Defence strategies frequently rely on discrediting the survivor’s character, focusing on their sexual history, appearance, or personal choices rather than the alleged actions of the accused. Survivors are often cross-examined in ways that leave them feeling violated once more, a process that can deter others from reporting sexual crimes altogether.

In addition to cultural attitudes, outdated legal structures continue to enable these practices at a systemic level. Calls for legislative reform have been made repeatedly, yet little has changed in practice, with there being perhaps no better example than the issue of victims’ counselling notes being used as evidence.

The admissibility of victims’ counselling records has been widely condemned for some time, further emboldened by the fact that those of the alleged perpetrator are not admissible.

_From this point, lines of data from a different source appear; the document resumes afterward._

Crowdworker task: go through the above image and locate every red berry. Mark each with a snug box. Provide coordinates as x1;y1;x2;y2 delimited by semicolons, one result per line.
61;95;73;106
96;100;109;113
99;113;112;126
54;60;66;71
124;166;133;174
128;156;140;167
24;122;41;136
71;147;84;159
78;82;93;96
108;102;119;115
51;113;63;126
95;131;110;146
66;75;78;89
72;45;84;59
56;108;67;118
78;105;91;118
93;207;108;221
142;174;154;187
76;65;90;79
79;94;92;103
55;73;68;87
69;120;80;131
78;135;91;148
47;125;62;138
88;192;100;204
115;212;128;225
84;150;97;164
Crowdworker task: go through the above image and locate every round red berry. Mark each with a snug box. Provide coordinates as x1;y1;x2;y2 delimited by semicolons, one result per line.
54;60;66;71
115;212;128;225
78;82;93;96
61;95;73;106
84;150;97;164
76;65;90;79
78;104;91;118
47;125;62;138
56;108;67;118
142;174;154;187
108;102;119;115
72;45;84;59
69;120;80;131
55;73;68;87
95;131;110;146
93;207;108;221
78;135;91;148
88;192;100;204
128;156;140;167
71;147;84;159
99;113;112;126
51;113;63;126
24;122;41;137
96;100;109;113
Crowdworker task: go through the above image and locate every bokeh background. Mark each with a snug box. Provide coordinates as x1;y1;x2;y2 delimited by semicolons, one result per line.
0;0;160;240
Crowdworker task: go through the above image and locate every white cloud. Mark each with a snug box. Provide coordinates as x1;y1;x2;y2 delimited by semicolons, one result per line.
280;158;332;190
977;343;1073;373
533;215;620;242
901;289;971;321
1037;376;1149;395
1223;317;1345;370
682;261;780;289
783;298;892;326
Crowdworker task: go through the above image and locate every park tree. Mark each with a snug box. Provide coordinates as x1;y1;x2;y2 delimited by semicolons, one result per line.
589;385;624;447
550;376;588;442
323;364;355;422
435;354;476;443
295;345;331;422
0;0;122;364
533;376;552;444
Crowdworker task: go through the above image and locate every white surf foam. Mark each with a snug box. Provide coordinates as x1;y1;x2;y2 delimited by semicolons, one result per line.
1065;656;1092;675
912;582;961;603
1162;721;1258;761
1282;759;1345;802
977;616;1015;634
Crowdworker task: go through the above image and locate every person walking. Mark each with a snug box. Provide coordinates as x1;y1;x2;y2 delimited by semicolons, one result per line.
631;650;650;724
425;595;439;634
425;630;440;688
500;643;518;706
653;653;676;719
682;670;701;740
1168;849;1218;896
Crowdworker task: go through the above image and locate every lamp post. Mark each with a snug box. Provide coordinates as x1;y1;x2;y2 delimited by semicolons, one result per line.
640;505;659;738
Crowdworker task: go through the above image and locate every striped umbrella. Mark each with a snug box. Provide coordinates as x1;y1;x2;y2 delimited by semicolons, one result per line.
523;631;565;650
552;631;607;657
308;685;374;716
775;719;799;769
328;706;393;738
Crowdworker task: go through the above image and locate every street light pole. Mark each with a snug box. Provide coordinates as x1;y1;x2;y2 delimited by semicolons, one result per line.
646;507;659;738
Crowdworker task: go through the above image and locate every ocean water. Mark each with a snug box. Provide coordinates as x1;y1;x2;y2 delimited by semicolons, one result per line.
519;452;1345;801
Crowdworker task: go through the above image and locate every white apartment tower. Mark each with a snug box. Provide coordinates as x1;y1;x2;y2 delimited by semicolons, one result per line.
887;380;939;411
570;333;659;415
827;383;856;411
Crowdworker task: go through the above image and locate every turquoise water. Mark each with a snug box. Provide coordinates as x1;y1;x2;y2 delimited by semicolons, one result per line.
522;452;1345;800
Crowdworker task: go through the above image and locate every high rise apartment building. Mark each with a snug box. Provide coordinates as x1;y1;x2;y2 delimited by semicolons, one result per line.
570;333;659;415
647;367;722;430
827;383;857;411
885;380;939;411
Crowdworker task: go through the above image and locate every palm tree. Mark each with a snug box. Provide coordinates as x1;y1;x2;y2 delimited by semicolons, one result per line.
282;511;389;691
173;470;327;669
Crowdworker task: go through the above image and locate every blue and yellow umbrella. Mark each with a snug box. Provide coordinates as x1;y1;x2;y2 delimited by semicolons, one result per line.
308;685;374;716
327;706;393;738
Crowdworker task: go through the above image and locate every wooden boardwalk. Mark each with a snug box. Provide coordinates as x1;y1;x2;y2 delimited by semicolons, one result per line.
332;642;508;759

It is a particularly perverse invasion of privacy; to take the details shared in confidence to a professional about a traumatic experience, and then make those details public in a courtroom and open them up to possible misrepresentation and manipulation by defence counsel.

Survivors who go through with the trial process are effectively being forced to evaluate whether the treatment of their mental health and trauma is worth the ‘risk’ of having this counselling experience used against them. The start of the year saw Susan Lynch, a woman who was raped by her former partner, say in her victim impact statement that she did not receive any counselling because she thought the notes from the sessions would be used against her; she is one of a countless many.

And yet, it was reported last month that a previous government commitment to ban outright the use of rape survivors’ counselling records as evidence is likely to be rolled back.

With just a fraction of rape/assault cases being taken to court, and an even smaller fraction resulting in prosecutions, a substantial ‘justice gap’ already exists regarding the handling of sexual crime in Ireland. And the more we hear about how victims are allowed to be treated in court at a systemic level, the more it becomes evident that the barriers to justice extend far beyond social and cultural constraints, to the legal framework itself.